The city of Amsterdam is the subject of this immense new wartime documentary from Britain’s Steve McQueen, and we find it occupied in two different ways. The first is in the military sense: in May 1940, the German army seized control of its streets, corralled its Jewish residents into restricted areas, robbed them of their jobs and belongings, and later deported them by train to the death camps.
Meanwhile in the present, the place still flocks with the ghosts of that hellish time, whether its current residents can see them or not. McQueen’s film shows us a model European capital in all its cosmopolitan bustle and warmth – and forces us to reckon with the fact that within living memory, the most appalling crimes were being carried out in the same streets, parks and plazas friends and families now gather to sledge, skate, picnic, laugh, protest, dance and drink.
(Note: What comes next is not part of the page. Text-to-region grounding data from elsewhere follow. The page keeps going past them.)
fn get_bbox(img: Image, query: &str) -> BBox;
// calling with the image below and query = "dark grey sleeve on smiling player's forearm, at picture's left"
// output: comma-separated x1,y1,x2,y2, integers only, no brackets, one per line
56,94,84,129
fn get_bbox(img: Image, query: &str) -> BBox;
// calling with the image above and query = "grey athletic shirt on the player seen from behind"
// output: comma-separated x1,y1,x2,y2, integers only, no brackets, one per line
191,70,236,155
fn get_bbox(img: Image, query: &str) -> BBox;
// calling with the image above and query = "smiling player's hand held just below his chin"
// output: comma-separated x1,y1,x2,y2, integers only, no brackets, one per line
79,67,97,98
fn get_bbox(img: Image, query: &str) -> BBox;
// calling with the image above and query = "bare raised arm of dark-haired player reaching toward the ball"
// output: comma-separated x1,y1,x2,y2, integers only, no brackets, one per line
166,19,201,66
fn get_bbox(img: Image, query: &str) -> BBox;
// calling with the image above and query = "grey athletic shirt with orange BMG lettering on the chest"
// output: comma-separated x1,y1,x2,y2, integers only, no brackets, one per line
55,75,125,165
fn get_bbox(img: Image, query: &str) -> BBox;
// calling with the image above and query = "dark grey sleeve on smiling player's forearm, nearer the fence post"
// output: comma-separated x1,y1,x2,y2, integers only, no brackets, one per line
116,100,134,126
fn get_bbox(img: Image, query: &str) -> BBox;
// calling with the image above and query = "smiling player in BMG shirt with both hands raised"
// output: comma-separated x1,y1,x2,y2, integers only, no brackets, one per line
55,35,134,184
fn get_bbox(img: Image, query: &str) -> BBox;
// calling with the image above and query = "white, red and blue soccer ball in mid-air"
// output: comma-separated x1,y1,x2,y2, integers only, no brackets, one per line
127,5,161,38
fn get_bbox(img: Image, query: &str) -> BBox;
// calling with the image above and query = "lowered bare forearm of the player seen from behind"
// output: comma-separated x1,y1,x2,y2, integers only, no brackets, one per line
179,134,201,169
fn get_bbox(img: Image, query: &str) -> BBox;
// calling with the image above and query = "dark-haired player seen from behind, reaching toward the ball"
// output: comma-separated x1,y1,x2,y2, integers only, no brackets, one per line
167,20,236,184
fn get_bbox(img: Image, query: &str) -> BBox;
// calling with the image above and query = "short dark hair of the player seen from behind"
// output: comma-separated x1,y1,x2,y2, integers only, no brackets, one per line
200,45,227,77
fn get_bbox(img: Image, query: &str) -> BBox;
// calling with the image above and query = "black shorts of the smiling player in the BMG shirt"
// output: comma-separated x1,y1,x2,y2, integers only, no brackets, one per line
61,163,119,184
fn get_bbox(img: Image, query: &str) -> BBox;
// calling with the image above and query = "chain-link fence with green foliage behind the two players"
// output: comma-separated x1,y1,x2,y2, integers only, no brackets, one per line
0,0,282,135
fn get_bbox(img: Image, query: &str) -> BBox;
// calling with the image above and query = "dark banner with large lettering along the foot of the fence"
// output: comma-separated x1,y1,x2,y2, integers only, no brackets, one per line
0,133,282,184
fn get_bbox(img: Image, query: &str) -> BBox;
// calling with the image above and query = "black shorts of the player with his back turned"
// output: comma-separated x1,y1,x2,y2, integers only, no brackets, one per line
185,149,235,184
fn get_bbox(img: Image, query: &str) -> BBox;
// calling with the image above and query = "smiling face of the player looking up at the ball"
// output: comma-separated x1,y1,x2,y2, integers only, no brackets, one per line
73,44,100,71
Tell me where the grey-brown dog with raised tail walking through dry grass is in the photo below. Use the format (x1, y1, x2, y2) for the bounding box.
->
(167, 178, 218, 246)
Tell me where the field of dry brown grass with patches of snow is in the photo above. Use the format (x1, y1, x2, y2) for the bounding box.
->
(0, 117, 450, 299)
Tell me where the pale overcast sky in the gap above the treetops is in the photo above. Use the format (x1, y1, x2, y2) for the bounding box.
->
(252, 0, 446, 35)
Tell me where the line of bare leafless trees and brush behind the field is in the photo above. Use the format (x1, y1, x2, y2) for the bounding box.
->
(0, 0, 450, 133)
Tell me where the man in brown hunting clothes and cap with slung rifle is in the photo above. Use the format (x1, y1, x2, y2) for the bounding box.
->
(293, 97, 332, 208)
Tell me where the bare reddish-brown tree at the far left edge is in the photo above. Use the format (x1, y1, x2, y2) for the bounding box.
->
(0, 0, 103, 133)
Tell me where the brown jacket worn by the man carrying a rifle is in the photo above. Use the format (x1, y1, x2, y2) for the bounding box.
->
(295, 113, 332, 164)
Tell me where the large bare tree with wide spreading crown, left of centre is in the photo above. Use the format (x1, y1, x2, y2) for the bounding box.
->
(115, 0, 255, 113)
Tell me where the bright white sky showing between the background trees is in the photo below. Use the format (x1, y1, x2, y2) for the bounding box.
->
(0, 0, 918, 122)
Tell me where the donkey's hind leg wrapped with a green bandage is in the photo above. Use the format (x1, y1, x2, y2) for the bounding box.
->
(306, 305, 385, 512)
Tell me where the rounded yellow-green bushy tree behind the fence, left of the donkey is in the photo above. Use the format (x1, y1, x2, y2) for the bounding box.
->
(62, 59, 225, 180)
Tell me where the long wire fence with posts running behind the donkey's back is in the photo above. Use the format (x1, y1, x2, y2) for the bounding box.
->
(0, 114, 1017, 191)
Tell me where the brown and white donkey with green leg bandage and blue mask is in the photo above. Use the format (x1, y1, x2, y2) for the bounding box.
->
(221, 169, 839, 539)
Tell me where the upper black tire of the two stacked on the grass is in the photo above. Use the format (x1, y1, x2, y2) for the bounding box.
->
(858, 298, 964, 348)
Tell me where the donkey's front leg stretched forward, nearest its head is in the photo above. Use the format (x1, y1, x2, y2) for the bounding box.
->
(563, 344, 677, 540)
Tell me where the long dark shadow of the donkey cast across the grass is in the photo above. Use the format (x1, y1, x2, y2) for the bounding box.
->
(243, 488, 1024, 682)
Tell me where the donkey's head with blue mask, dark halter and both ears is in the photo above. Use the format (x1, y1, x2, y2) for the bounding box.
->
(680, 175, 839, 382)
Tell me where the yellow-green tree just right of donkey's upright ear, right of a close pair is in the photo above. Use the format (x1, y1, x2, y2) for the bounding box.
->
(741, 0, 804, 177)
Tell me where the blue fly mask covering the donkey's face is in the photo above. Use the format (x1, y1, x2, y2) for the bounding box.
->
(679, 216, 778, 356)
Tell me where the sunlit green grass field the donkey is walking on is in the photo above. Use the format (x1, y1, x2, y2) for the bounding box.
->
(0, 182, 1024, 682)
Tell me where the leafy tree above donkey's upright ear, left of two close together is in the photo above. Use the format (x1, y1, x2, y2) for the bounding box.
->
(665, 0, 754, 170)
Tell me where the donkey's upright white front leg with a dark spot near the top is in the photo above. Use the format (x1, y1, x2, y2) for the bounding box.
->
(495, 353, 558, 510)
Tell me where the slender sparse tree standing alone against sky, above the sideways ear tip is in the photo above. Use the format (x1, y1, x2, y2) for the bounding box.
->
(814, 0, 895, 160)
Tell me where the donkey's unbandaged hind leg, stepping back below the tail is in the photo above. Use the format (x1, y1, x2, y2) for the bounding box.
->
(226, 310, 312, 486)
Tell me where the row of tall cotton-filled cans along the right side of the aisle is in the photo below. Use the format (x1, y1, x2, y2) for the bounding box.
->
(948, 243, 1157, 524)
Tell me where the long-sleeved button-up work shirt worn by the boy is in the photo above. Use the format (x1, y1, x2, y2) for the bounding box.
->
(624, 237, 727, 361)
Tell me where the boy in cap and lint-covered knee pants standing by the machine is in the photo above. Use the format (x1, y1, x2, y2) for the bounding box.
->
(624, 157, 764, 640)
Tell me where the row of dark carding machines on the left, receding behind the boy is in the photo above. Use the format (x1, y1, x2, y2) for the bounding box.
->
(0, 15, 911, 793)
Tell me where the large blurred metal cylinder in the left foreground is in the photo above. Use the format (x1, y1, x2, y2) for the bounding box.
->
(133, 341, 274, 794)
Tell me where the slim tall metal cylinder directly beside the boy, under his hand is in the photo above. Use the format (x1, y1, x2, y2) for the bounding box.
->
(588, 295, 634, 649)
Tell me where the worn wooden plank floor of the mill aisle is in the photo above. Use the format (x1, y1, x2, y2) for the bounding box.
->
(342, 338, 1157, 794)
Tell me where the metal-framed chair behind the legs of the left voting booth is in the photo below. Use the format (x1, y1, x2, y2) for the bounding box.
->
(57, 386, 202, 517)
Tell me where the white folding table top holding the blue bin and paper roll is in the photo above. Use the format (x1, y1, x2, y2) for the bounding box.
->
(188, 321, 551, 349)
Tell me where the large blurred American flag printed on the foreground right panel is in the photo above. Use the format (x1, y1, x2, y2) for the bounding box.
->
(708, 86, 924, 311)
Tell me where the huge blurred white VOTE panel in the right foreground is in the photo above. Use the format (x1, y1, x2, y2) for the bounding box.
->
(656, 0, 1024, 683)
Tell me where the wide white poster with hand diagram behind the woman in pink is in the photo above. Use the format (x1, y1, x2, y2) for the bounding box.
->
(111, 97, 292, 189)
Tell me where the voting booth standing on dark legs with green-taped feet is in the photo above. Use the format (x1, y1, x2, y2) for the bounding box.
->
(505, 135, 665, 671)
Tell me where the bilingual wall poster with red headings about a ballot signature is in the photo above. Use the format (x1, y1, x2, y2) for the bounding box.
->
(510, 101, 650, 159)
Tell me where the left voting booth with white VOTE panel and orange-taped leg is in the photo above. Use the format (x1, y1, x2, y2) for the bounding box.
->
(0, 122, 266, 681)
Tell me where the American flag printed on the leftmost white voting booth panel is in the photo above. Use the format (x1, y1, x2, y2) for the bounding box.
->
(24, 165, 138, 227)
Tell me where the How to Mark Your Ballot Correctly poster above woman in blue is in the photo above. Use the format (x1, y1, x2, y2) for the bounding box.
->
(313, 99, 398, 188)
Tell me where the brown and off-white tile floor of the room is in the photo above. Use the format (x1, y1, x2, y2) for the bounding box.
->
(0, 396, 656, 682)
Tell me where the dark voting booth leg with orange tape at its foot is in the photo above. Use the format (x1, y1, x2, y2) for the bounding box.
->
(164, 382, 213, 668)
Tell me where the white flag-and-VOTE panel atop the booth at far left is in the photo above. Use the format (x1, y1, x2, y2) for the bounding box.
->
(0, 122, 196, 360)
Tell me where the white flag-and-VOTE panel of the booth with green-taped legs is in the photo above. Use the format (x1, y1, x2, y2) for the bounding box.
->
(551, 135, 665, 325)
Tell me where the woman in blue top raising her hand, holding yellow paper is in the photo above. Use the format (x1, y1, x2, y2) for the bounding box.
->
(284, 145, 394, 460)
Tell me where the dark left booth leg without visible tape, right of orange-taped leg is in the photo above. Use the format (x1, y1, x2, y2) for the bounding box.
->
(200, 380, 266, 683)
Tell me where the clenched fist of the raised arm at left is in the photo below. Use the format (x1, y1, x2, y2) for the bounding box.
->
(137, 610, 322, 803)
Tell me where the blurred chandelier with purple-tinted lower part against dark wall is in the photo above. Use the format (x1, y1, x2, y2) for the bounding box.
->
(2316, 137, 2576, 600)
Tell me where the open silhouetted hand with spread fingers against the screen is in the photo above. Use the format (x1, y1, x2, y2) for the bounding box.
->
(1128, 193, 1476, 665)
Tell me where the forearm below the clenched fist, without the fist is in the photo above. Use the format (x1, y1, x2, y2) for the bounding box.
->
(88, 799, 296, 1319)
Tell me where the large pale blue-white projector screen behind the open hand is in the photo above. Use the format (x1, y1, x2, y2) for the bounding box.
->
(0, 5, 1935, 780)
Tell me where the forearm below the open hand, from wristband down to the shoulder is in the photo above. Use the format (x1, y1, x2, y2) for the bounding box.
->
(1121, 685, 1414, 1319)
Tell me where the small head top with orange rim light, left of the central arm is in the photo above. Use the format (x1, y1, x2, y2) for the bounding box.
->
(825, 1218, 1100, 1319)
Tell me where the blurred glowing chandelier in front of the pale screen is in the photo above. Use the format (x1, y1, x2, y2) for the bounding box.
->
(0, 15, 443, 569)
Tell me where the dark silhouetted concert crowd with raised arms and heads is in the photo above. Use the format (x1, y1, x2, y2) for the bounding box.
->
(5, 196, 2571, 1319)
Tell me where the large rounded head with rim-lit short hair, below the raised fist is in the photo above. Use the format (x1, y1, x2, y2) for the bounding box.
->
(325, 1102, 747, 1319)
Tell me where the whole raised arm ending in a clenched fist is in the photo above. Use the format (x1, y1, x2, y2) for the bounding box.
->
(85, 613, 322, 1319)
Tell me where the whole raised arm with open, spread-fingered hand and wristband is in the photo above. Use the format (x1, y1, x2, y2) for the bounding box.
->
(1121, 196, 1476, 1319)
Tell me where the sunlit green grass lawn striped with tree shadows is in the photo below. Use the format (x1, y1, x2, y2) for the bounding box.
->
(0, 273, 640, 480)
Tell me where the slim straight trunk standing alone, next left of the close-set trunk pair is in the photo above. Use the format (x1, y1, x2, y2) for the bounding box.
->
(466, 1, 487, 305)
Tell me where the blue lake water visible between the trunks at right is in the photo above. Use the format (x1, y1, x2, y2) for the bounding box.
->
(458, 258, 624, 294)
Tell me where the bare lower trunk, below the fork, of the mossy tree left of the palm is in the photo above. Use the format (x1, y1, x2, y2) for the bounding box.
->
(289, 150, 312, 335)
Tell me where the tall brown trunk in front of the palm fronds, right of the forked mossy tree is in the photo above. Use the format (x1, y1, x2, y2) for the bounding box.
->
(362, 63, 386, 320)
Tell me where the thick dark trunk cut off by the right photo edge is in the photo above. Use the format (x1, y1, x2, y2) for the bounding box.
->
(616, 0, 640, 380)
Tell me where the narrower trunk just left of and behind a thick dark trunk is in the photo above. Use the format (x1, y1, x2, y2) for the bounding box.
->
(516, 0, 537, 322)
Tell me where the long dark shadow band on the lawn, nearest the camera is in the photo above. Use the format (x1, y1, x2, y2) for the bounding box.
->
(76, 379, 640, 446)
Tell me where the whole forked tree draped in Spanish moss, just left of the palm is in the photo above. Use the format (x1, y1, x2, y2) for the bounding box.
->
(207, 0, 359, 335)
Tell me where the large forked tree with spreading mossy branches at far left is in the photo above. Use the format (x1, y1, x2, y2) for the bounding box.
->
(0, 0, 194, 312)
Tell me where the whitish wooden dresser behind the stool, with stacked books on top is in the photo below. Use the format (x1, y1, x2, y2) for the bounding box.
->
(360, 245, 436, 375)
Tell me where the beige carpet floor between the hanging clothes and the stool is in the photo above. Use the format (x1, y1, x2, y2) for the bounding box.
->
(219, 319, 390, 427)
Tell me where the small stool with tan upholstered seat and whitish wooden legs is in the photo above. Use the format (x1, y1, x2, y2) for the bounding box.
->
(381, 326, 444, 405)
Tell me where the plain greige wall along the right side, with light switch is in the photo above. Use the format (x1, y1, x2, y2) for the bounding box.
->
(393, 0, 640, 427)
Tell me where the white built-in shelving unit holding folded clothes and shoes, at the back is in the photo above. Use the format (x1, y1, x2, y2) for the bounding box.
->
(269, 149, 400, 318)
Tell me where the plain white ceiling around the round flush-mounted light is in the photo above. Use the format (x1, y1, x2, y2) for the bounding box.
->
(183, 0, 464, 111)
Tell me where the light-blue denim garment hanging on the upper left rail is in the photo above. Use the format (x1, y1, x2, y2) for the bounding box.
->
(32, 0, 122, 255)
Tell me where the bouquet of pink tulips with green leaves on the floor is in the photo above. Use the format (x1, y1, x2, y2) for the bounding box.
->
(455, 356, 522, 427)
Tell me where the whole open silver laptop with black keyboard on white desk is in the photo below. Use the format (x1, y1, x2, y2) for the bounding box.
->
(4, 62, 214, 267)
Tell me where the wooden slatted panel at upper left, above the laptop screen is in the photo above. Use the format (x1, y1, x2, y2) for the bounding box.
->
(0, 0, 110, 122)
To watch Occupied City is to be wrenched back and forth between these two polar-opposite realities, struggle to comprehend how they can be one and the same place – and yet also notice strange and revealing points of overlap, where the psychogeography of both eras momentarily aligns.
McQueen does it like this. Visually, the film is made up of vignettes of contemporary Amsterdam life, stretching from the start of the pandemic to the present. Aurally, meanwhile, a voiceover performed by Melanie Hyams describes how each location depicted was used during the Second World War: as a place where a certain Jewish family hid until they were abducted or murdered by the Nazis, or where a resistance movement was crushed, or where dissidents were massacred.
For the most part, sound and image are irreconcilable, so you find yourself either listening in horror or watching with pleasure, only for the spell to be broken by some eye or ear-catching detail in the other temporal strand. Occasionally, a detail will bridge the gap between the two, in defiance of progress: the red light district is still the red light district, for instance.